Today’s library offers books – and more, all in response to community needs. Even at the height of the pandemic, our library consistently showed up for us. In 2021:
- Library staff, in partnership with Ramsey County Workforce Solutions, conducted 2,700 career assistance sessions for displaced and unemployed workers.
- The St. Paul Public Library offered more than 18,000 books to children and families and served 3,500 participants during outdoor storytimes in the summer.
- Community specialists working with Somali, Latina, Karen, Hmong and African American communities interacted with 14,000 residents in five languages.
- The library hosted 48,000 Wi-Fi sessions to serve people of all ages who have limited or no digital access.
- The library distributed 792 TechPaks (including a computer, internet access point and digital training) to households in Saint Paul.
E-books and digital document downloads made up a growing share of the 2.2 million articles distributed.
And now, with library hours and staff restored to pre-pandemic levels, our homework centers and reading programs together are filled with students catching up on their reading skills and academic performance after two years of deeply disturbed educational experiences. Children and families gather for in-person story hours. Neighbors and co-workers gather for community meetings, workshops, classes, book clubs, trainings, and more. City-wide celebrations like Juneteenth and Northern Spark have events and homes in our libraries. And, in just a few short weeks, Summer Spark, the library’s citywide summer reading program, kicks off with another year of book giveaways, artist-led get-togethers, and more.

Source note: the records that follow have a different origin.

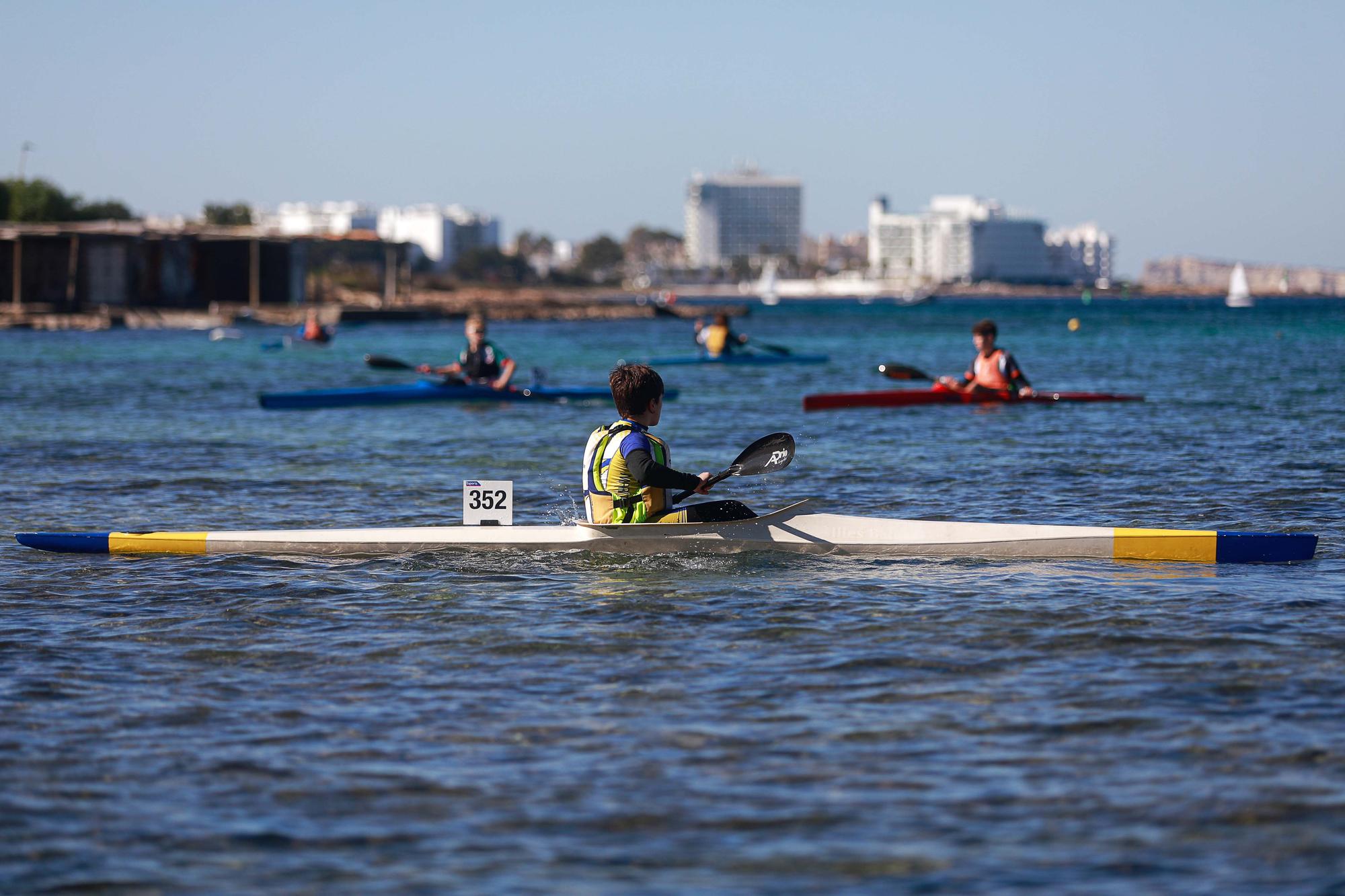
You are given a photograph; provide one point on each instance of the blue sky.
(1211, 128)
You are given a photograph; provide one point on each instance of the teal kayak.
(428, 391)
(739, 360)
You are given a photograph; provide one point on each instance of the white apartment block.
(1082, 255)
(440, 235)
(744, 214)
(960, 239)
(305, 220)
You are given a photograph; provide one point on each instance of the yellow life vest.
(716, 339)
(611, 494)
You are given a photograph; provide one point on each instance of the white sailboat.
(1238, 294)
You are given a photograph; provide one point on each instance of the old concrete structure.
(77, 267)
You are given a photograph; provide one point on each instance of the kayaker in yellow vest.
(626, 470)
(719, 339)
(993, 369)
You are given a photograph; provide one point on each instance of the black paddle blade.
(765, 455)
(902, 372)
(388, 364)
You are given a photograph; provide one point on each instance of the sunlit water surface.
(747, 723)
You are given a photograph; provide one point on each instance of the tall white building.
(742, 214)
(307, 220)
(1082, 255)
(958, 239)
(440, 233)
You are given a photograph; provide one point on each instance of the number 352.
(488, 499)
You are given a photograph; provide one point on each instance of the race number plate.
(488, 502)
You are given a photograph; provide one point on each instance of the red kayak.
(941, 396)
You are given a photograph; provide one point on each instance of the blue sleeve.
(636, 442)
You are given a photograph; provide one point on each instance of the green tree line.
(41, 201)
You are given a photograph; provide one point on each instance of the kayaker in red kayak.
(626, 473)
(481, 362)
(993, 369)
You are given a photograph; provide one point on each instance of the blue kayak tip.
(1264, 548)
(65, 542)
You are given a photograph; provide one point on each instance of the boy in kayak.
(993, 369)
(481, 362)
(626, 473)
(313, 330)
(719, 339)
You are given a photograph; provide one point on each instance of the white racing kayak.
(789, 529)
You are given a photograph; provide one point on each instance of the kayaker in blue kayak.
(719, 339)
(626, 473)
(481, 362)
(993, 369)
(313, 329)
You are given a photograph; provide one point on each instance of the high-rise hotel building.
(742, 214)
(968, 239)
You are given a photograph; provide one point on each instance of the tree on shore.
(490, 264)
(225, 216)
(599, 257)
(41, 201)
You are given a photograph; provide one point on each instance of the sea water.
(701, 721)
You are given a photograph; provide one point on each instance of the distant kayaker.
(626, 473)
(719, 339)
(313, 330)
(993, 369)
(481, 361)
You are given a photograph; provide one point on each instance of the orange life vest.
(988, 372)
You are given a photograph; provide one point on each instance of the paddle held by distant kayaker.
(481, 361)
(993, 369)
(626, 470)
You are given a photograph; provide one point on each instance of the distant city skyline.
(1198, 128)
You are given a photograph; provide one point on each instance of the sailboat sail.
(1239, 296)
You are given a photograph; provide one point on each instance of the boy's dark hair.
(634, 386)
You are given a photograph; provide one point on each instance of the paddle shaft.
(716, 478)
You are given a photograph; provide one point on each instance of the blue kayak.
(746, 360)
(431, 391)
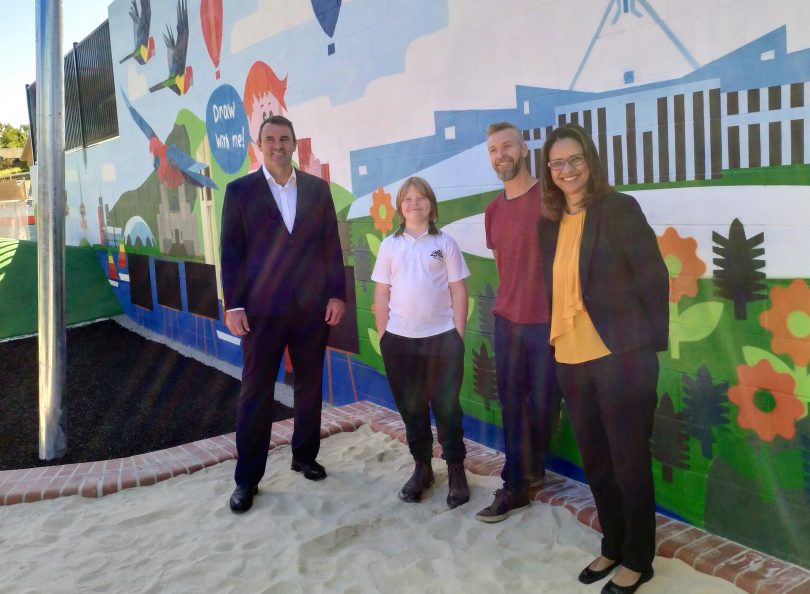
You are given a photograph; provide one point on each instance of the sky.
(18, 60)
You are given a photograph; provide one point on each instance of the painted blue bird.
(144, 43)
(180, 75)
(173, 166)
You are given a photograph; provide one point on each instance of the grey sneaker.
(536, 481)
(504, 505)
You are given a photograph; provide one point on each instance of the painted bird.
(173, 166)
(144, 43)
(180, 75)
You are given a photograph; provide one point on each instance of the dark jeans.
(611, 402)
(426, 373)
(529, 397)
(305, 333)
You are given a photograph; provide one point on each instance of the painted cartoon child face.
(264, 106)
(415, 208)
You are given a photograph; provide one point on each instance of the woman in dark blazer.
(608, 289)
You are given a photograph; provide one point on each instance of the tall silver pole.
(51, 230)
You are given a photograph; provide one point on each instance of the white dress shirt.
(286, 197)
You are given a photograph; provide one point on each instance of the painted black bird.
(141, 21)
(180, 75)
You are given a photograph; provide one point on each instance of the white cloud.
(108, 172)
(136, 83)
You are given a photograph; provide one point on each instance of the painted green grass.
(88, 295)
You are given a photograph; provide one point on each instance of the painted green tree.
(484, 380)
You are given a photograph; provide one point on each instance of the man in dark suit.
(284, 285)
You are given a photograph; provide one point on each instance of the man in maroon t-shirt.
(523, 361)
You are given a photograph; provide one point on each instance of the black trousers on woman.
(611, 402)
(424, 374)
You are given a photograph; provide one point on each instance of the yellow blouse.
(573, 334)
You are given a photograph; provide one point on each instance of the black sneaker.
(504, 505)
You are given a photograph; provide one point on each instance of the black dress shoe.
(312, 470)
(611, 588)
(589, 576)
(242, 498)
(458, 489)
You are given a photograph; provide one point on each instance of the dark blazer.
(625, 284)
(264, 267)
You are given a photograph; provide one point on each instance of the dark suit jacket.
(625, 284)
(264, 267)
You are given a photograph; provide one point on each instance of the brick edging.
(750, 570)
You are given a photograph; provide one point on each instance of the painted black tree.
(486, 320)
(738, 275)
(362, 262)
(705, 405)
(669, 441)
(484, 383)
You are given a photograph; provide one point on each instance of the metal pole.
(51, 229)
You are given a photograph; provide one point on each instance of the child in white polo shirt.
(421, 313)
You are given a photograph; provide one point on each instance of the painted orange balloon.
(211, 20)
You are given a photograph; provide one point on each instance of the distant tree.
(484, 381)
(705, 406)
(669, 441)
(738, 276)
(13, 137)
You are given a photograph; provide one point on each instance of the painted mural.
(699, 109)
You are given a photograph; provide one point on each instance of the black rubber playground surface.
(125, 395)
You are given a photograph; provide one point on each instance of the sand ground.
(348, 533)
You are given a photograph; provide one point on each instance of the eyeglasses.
(576, 162)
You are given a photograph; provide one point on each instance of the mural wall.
(699, 109)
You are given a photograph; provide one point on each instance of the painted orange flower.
(683, 265)
(767, 402)
(382, 211)
(789, 321)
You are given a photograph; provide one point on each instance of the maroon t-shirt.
(511, 228)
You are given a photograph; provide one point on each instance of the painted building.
(700, 109)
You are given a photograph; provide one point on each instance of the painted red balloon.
(211, 20)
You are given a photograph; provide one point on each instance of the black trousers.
(529, 398)
(424, 374)
(611, 402)
(306, 334)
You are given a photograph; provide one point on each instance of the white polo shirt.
(419, 271)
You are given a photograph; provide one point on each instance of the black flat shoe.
(312, 470)
(242, 498)
(611, 588)
(589, 576)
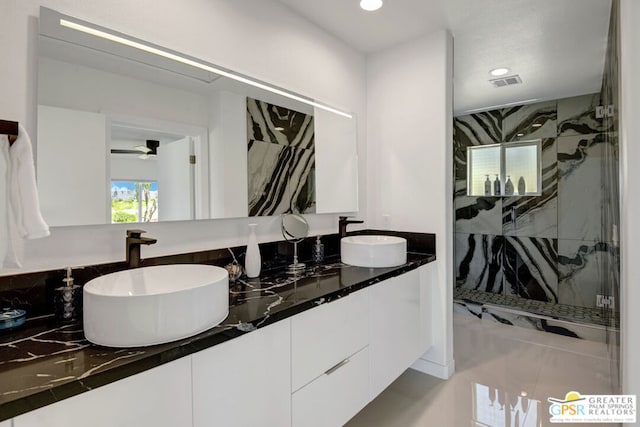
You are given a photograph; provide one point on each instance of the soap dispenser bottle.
(317, 251)
(68, 300)
(487, 186)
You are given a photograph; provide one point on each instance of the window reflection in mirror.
(89, 88)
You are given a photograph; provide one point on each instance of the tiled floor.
(504, 376)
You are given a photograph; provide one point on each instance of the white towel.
(23, 191)
(5, 239)
(24, 219)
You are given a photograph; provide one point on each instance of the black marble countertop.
(43, 363)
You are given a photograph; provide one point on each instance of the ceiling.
(557, 47)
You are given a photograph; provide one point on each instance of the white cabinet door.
(395, 340)
(336, 396)
(158, 397)
(326, 335)
(427, 279)
(246, 381)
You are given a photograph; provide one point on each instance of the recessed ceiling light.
(499, 71)
(371, 5)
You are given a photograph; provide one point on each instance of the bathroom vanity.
(311, 349)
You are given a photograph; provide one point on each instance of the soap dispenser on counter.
(68, 300)
(317, 251)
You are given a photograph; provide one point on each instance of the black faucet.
(134, 240)
(342, 225)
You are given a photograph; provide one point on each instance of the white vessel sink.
(373, 251)
(154, 305)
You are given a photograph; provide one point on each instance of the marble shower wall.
(281, 160)
(554, 250)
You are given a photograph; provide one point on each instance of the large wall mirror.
(129, 131)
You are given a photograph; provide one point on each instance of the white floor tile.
(503, 378)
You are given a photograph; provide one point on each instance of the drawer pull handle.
(336, 367)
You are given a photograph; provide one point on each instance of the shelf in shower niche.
(509, 169)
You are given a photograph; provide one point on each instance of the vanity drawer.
(326, 335)
(338, 394)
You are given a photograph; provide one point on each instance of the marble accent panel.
(583, 268)
(478, 215)
(478, 261)
(532, 121)
(473, 129)
(279, 125)
(581, 192)
(577, 115)
(535, 216)
(531, 268)
(281, 160)
(281, 179)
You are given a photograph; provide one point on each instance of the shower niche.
(506, 169)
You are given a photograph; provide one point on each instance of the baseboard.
(434, 369)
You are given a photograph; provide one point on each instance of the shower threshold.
(592, 324)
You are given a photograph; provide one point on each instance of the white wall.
(409, 131)
(630, 198)
(64, 198)
(106, 92)
(261, 38)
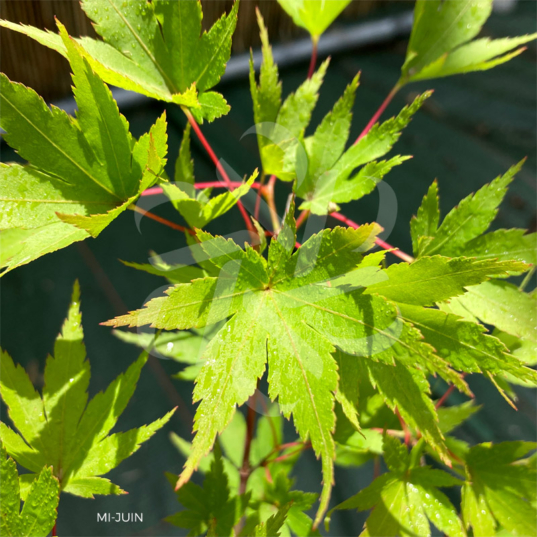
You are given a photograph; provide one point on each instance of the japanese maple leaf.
(82, 172)
(60, 428)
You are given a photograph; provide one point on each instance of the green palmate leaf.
(280, 127)
(312, 15)
(525, 350)
(155, 48)
(461, 231)
(83, 173)
(280, 493)
(423, 226)
(464, 223)
(173, 273)
(504, 244)
(464, 344)
(501, 304)
(210, 508)
(184, 347)
(500, 488)
(328, 142)
(331, 180)
(406, 499)
(271, 528)
(406, 390)
(39, 511)
(440, 41)
(267, 95)
(451, 417)
(197, 209)
(306, 308)
(425, 281)
(73, 437)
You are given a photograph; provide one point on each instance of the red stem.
(302, 218)
(250, 427)
(161, 220)
(313, 61)
(218, 165)
(404, 427)
(379, 242)
(378, 113)
(212, 184)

Even in the most “normal” times, investing in the public library makes sense. These are not normal times. Over the past three years, our community’s economic, educational, employment, health, public safety, digital access and social disparities have been laid bare. For every example of inequality and inequity that has been exposed in our city since the start of the pandemic, the library is expected to come up with an answer and a solution. And, more often than not, he did – for our greater good.
The St. Paul Public Library system requires an investment equivalent to what it is asked to do in, for and with our community today. And investing in transformative spaces that will serve us all is the first step.
Why now? Because we can’t afford to wait. We deserve spaces that welcome us all with services, resources, technologies and information that serve us well beyond building walls.
The Friends’ vision is of a vibrant library at the heart of every community. Our organization has a 75-year history as a philanthropic partner of the Library (and therefore of the City). We know that Friends have a role to play in realizing the Library’s transformative vision; we are completing our own fundraising and community engagement feasibility process to understand how Friends can contribute financially to this effort. And, in line with our decades-long public-private partnership, we will also continue to advocate with local and state leaders for more public investment.
When we construct and update buildings, we do more than just pay for bricks and mortar. We invest in people and in neighborhoods. We invest in all of our futures.
Beth Burns is president of the Friends of the St. Paul Public Library.